Setiap orang tua mempunyai keinginan untuk menjadikan segalanya yang terbaik untuk perkembangan anaknya. Segalanya dilakukan agar sang anak bisa bertumbuh dan berkembang dengan maksimal. Pastinya, orang tua mempunyai harapan besar agar putra putrinya bisa berprestasi. Namun demikian, tidak semua orang tua mengerti pola asuh yang tepat untuk anaknya, terlebih untuk bisa menjadi siswa berprestasi di sekolahnya.
Lalu, apa pola asuh yang harus diterapkan agar anak bisa berprestasi?
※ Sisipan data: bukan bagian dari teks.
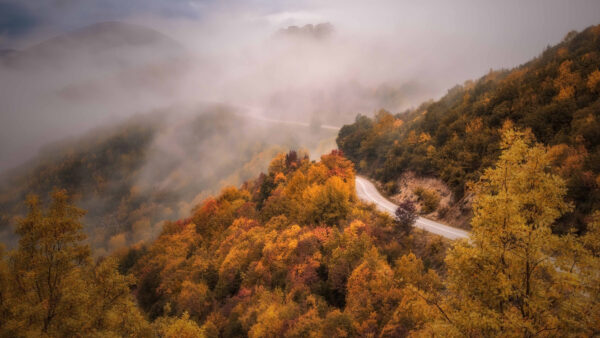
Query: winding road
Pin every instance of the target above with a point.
(366, 191)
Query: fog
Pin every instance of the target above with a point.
(381, 54)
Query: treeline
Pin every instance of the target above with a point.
(293, 253)
(556, 95)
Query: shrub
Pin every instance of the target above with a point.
(429, 199)
(406, 215)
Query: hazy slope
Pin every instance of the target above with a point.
(133, 175)
(556, 95)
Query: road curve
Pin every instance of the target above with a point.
(366, 191)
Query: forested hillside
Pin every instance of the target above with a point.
(556, 95)
(134, 175)
(293, 253)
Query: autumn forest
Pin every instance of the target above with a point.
(212, 220)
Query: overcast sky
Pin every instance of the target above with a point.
(436, 44)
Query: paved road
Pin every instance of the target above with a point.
(366, 191)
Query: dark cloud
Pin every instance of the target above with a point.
(15, 20)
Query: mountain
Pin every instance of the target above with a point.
(556, 96)
(133, 175)
(104, 41)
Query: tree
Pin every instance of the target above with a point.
(50, 252)
(406, 215)
(505, 280)
(50, 287)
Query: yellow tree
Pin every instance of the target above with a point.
(50, 288)
(505, 280)
(49, 253)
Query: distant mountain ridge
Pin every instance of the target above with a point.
(94, 41)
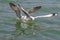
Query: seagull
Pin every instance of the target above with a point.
(27, 17)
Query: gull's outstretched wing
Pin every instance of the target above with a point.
(16, 9)
(25, 12)
(49, 15)
(34, 9)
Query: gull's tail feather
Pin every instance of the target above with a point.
(49, 15)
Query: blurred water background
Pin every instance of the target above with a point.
(40, 29)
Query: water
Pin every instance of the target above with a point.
(39, 29)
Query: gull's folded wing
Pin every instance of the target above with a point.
(34, 9)
(16, 9)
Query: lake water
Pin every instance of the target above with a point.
(39, 29)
Penelitian yang dilakukan oleh American Journal of Social and Management Science menyebutkan bahwa pola asuh yang paling tepat untuk diaplikasikan agar anak bisa berprestasi adalah pola asuh authoritative atau yang lebih kita kenal sebagai pola asuh demokratis. Sebelum lebih lanjut membahas mengenai pola asuh demokratis, mari kita bahas dahulu pola asuh. Jadi, apa sebenarnya pola asuh itu? Parenting atau pola asuh adalah kegiatan kompleks yang mencakup banyak perilaku spesifik yang bekerja secara individu dan bersama-sama untuk memengaruhi hasil anak (Darling, 1999).
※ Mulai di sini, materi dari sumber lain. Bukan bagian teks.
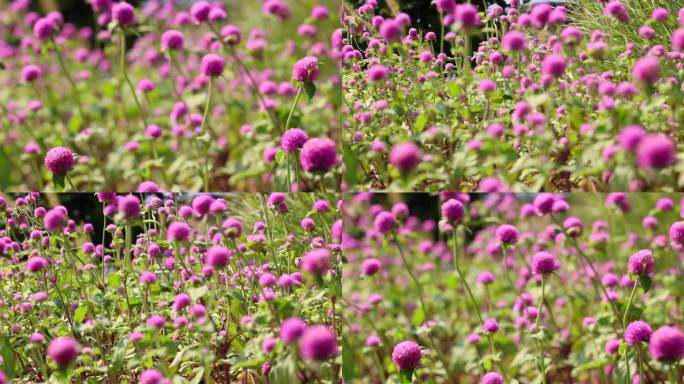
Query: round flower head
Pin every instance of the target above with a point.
(218, 256)
(384, 222)
(292, 329)
(59, 160)
(656, 152)
(637, 331)
(316, 261)
(404, 156)
(44, 28)
(31, 72)
(507, 234)
(172, 40)
(406, 355)
(318, 343)
(129, 206)
(123, 13)
(151, 376)
(554, 65)
(36, 264)
(305, 69)
(212, 65)
(293, 139)
(63, 351)
(667, 344)
(677, 232)
(178, 231)
(543, 263)
(641, 262)
(646, 70)
(453, 211)
(318, 155)
(492, 378)
(514, 41)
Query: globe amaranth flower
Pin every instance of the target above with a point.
(318, 155)
(59, 160)
(63, 351)
(316, 261)
(292, 329)
(507, 234)
(212, 65)
(406, 355)
(384, 222)
(667, 344)
(306, 69)
(293, 139)
(453, 211)
(405, 156)
(318, 343)
(641, 262)
(543, 263)
(178, 231)
(172, 40)
(123, 13)
(492, 378)
(637, 331)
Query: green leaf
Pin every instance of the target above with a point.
(9, 362)
(645, 282)
(310, 89)
(348, 364)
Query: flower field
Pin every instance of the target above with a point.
(186, 289)
(586, 97)
(210, 97)
(505, 288)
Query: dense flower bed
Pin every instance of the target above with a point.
(187, 289)
(585, 98)
(211, 98)
(526, 288)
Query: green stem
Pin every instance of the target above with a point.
(71, 81)
(122, 59)
(294, 105)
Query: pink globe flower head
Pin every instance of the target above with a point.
(316, 261)
(59, 160)
(30, 73)
(406, 355)
(655, 152)
(641, 262)
(637, 332)
(318, 343)
(293, 139)
(453, 211)
(212, 65)
(172, 40)
(646, 70)
(292, 329)
(319, 155)
(405, 156)
(492, 378)
(514, 41)
(507, 234)
(544, 263)
(554, 65)
(63, 351)
(306, 69)
(667, 344)
(616, 9)
(123, 14)
(218, 256)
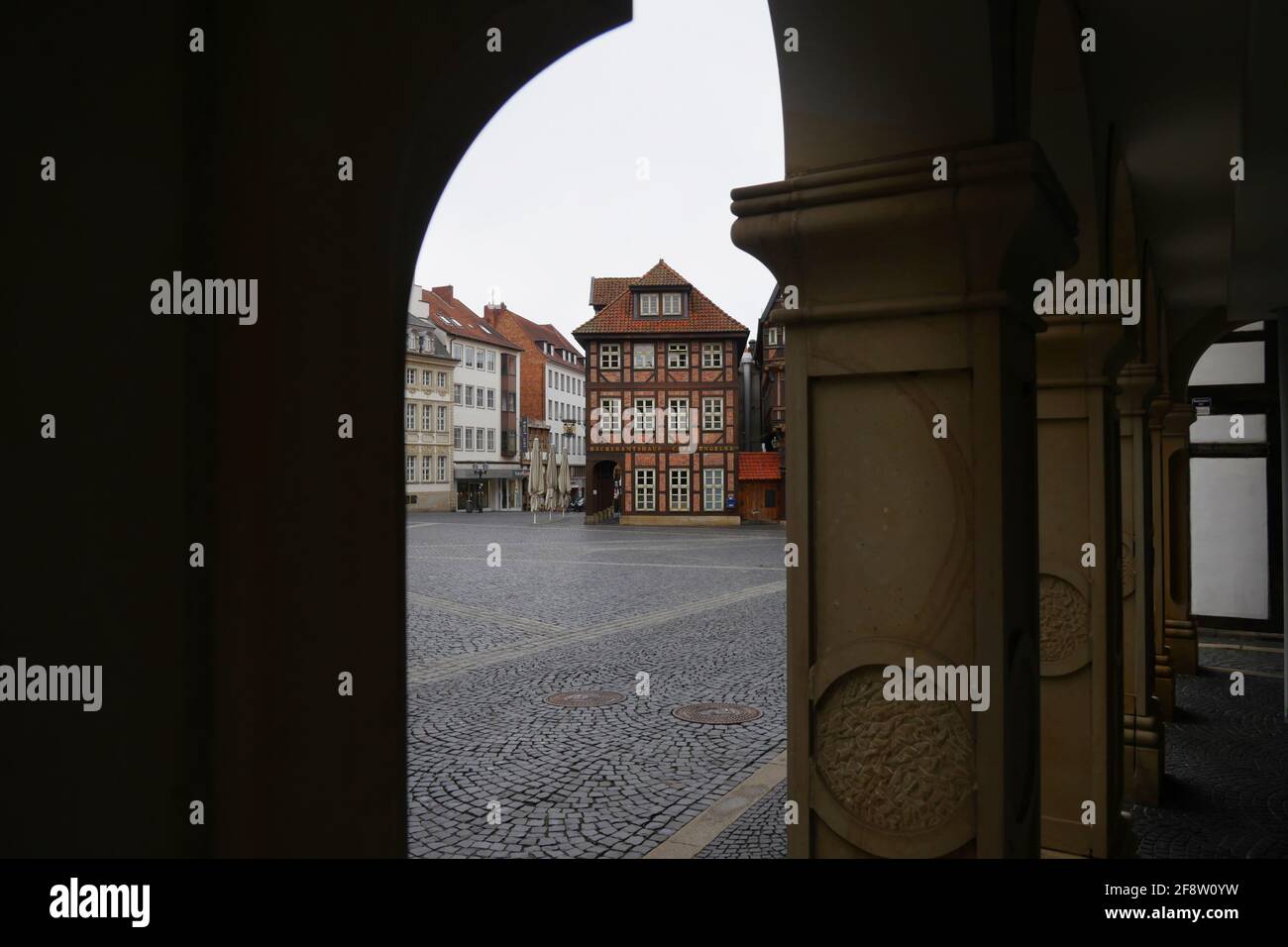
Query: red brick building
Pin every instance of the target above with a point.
(662, 399)
(552, 390)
Gaya pengasuhan telah didefinisikan berdasarkan dua dimensi perilaku orang tua, yaitu kontrol (ketegasan, tuntutan) dan kehangatan (afeksi, responsif) (Baumrind, 1971; Lamborn et al.,1991; Maccoby & Martin, 1983). Parenting style merupakan serangkaian sikap yang ditunjukkan orang tua kepada anak untuk menciptakan iklim emosi yang melingkupi interaksi orang tua-anak (Baumrind, 1991). Adapun menurut Darling dan Steinberg (1993), parenting style merupakan sekumpulan sikap orang tua terhadap anak yang dikomunikasikan kepada anak dan menciptakan suasana emosional di mana perilaku orang tua diekspresikan.
Gaya pengasuhan adalah konstruksi yang kompleks yang mencakup banyak perilaku spesifik yang bekerja secara individu dan bersama-sama untuk memengaruhi hasil anak (Baumrind, 1967). Perilaku tersebut meliputi interaksi antara orang tua dan anak-anak mereka, serta nilai-nilai dan kepercayaan orang tua yang membentuk perkembangan anak-anak mereka. Pada masa remaja, gaya pengasuhan sering diidentifikasi dengan pengamatan atau persepsi remaja tentang perilaku orang tua mereka pada tiga dimensi utama, yaitu responsif, pengawasan, dan pemberian otonomi (Chen, 2015).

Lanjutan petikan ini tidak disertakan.